Now, having that third floor addition for the sulfur box is kind of interesting - it's 20 feet off the ground, and probably stuck out because of the different construction and exterior look. I took some creative license, and decided having burning anything close to the main building would be inappropriate, so I put the sulfur boxes on the far side of a small deck off the second floor. And if I've made the sulfur boxes visible to the outside, I'll also need to show the fruit going in.

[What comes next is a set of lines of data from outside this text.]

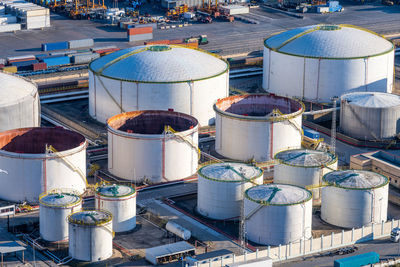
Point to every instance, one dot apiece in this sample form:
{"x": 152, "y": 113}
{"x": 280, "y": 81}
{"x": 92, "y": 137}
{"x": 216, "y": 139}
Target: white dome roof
{"x": 159, "y": 64}
{"x": 13, "y": 89}
{"x": 329, "y": 41}
{"x": 372, "y": 99}
{"x": 355, "y": 179}
{"x": 278, "y": 194}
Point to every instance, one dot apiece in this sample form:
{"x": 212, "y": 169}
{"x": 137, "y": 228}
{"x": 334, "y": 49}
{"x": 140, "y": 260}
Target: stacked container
{"x": 140, "y": 34}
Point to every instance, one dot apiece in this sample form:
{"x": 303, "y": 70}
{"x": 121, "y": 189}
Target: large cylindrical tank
{"x": 324, "y": 61}
{"x": 157, "y": 77}
{"x": 55, "y": 206}
{"x": 120, "y": 200}
{"x": 140, "y": 149}
{"x": 19, "y": 103}
{"x": 354, "y": 198}
{"x": 278, "y": 214}
{"x": 257, "y": 126}
{"x": 90, "y": 235}
{"x": 28, "y": 170}
{"x": 370, "y": 116}
{"x": 304, "y": 168}
{"x": 221, "y": 188}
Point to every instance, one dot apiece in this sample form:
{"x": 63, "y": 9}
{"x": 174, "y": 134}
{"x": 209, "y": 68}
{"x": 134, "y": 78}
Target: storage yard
{"x": 197, "y": 133}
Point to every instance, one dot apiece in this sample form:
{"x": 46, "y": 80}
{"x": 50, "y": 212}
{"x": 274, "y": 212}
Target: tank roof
{"x": 230, "y": 172}
{"x": 151, "y": 121}
{"x": 59, "y": 199}
{"x": 34, "y": 140}
{"x": 306, "y": 158}
{"x": 90, "y": 217}
{"x": 355, "y": 179}
{"x": 13, "y": 89}
{"x": 329, "y": 41}
{"x": 372, "y": 99}
{"x": 115, "y": 191}
{"x": 278, "y": 194}
{"x": 168, "y": 64}
{"x": 260, "y": 107}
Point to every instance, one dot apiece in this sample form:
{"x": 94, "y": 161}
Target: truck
{"x": 395, "y": 235}
{"x": 357, "y": 260}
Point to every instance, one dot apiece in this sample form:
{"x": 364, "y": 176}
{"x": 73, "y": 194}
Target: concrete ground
{"x": 231, "y": 38}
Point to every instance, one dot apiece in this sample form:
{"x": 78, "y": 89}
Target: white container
{"x": 304, "y": 168}
{"x": 120, "y": 200}
{"x": 247, "y": 129}
{"x": 55, "y": 207}
{"x": 19, "y": 102}
{"x": 139, "y": 149}
{"x": 370, "y": 115}
{"x": 178, "y": 230}
{"x": 354, "y": 198}
{"x": 277, "y": 214}
{"x": 355, "y": 60}
{"x": 27, "y": 170}
{"x": 157, "y": 77}
{"x": 221, "y": 188}
{"x": 90, "y": 235}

That means I need drying flats - the real sulfur boxes would have taken stacks of flats each holding a layer of apricots. Drying flats are useful for other scenes on the railroad. In farm drying yards, women in the cutting shed would have halved apricots and put them on the flats; stacks would then have been rolled on small carts out into the drying yard to be laid out for drying in the sun. I've made a few drying flats by hand out of card stock and 1x4 scale lumber, but those pieces are tedious, small and fiddly. Doing a stack of 15 would be even worse. Luckily, a 3d printer doesn't know about tedious.

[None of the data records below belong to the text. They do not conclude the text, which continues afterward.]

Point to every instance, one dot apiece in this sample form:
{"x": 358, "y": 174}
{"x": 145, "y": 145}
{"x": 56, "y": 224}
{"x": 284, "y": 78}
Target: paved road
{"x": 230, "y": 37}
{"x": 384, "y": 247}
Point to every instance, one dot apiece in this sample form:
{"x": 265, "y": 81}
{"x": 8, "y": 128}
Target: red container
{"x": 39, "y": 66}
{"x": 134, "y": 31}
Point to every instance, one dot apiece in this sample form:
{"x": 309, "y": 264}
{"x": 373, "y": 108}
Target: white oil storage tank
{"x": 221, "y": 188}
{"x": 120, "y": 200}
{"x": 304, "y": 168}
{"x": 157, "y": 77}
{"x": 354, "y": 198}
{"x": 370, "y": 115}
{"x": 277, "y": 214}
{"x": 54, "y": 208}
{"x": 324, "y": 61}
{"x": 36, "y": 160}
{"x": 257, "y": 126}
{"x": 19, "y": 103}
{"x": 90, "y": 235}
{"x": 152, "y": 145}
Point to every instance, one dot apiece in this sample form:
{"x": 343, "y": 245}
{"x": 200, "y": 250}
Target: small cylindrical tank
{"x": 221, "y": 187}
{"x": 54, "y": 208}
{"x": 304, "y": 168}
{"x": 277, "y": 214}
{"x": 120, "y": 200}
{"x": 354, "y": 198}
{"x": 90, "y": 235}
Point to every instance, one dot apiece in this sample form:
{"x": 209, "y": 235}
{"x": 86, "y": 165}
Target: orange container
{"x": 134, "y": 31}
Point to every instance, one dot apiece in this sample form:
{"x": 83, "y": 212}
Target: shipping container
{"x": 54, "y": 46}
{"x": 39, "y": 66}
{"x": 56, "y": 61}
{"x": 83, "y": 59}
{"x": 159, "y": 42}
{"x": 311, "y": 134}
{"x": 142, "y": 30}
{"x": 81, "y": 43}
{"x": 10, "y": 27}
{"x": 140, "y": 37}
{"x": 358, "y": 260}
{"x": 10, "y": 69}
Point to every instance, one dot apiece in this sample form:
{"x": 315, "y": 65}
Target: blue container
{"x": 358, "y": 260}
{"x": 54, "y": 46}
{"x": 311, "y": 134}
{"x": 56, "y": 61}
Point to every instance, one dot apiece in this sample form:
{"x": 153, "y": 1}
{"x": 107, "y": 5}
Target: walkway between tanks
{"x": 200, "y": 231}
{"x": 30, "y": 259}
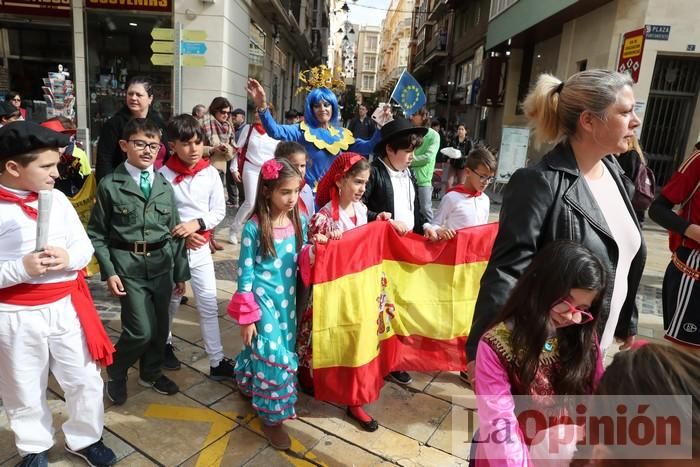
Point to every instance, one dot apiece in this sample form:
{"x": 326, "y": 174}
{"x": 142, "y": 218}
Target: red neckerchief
{"x": 465, "y": 191}
{"x": 177, "y": 166}
{"x": 6, "y": 195}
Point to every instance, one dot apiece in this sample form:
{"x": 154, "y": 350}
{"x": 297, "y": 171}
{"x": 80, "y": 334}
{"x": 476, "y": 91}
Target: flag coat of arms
{"x": 383, "y": 302}
{"x": 409, "y": 94}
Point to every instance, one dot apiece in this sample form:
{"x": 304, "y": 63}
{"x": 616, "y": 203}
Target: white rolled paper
{"x": 42, "y": 222}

The drying flat stacks are about 3/8 inch wide, one inch tall, and one inch deep. The center of the model is hollow, but the individual flats are actually separate on each end. These were painted with a weathered black, then washed with Floquil grime for a translucent, white look of weathered wood. I made stacks in several different heights: five flats, 12 flats, and 15 flats. Printing some individual flats would also be fun, but I'll need to figure out how to set up the prints.

I did the 3d design for these in SketchUp, which is wonderful for rectangular designs like these. My first designs were too thin; I'd started with a one inch lumber border around each frame, but the printer needed walls to be more substantial than 0.010 inch. The image from SketchUp shows how the side rails were two scale inches wide except for the top frame. Each flat goes back 1/8", with the bulk of the model hollow to save on resin. The fruit isn't very realistic, but it does add a bit of detail.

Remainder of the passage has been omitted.